Genesis let his hand fall away from the mantel as he sighed softly. Always he was led back to the same conclusion. He couldn't count how many times in his past he had thoughtlessly said something and caused pain to those around him. He had rarely opened his eyes enough to notice, and had rarely cared when he had. This was particularly true with Sephiroth, for whom he had felt awe and jealousy. But now, years later, the pain he had caused was obvious.
Feeling suddenly tired, he sat down in Gillian's chair, resting his face in his gloved hand. He had spent nearly three years in hibernation beneath Deepground. Since then, he had learned of Sephiroth's reappearance and the destruction that had followed. Jenova's corruption of his comrade had been terrible and chillingly effective, such that he could not recognize the Sephiroth he had known. He had known the creature was powerful, but that she could twist his friend into someone unrecognizable so easily shocked him. That she could even control Sephiroth had been a shock.
And now, remembering back to Nibelheim, to the harsh words he had said, Genesis couldn't help but wonder how much he had helped Jenova secure her hold on Sephiroth. In that time, he had been angry and afraid of his own degeneration, and he had again spoken words that had cut Sephiroth deeply. Perhaps, had he behaved differently...

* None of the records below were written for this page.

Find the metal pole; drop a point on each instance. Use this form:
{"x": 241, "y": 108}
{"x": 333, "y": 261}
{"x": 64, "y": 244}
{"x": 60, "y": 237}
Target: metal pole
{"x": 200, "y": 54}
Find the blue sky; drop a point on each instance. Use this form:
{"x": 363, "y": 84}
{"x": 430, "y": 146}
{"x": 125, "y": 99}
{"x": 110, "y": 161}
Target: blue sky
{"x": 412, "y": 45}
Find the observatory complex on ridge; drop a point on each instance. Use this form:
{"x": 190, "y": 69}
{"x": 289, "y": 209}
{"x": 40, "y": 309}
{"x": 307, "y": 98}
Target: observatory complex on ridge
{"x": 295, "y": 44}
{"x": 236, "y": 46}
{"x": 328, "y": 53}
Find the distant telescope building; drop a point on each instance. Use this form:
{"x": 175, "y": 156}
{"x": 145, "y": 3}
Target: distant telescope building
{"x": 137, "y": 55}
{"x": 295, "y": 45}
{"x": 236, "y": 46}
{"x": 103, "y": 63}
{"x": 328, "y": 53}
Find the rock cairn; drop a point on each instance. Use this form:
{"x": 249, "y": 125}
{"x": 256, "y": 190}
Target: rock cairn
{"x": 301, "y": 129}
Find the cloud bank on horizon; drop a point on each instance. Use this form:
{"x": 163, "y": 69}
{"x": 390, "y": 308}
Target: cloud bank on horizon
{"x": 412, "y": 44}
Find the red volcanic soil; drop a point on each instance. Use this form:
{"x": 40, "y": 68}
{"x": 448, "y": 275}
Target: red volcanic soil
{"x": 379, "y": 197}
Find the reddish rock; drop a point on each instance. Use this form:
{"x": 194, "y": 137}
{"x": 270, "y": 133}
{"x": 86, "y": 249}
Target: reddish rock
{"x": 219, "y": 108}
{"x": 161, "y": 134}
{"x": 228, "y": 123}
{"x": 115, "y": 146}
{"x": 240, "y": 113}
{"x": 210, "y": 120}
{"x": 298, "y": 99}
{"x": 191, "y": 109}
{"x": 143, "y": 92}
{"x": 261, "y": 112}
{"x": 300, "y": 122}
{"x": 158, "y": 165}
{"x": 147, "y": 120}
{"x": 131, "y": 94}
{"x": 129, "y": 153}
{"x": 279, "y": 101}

Genesis ran his hand through his hair again, his glowing blue eyes seeking out the picture. It was useless to ponder. The events were long gone now, though sometimes he wondered if his friends could ever forgive him if they ever met again. He could not lie and say he had always meant well, but he had never meant for it to be like this.
"I had the dream again last night," Genesis told his friends quietly. He had dreamt it for the third time that night. He had rarely had recurring dreams before, and he had heard that they were usually nightmares. But this dream wasn't frightening. Instead, it left him with a feeling of energy, as if to go somewhere or do something, as well as a feeling of anger, though he could not truly remember why. He could never remember the dream completely. Instead, he recalled flashes of green and white, a sense of writhing darkness, and Angeal's presence, Angeal's voice calling to him and trying to speak to him. He would wake restless, feeling that something was left that needed to be done, that there was some presence missing in the dream that should have been there.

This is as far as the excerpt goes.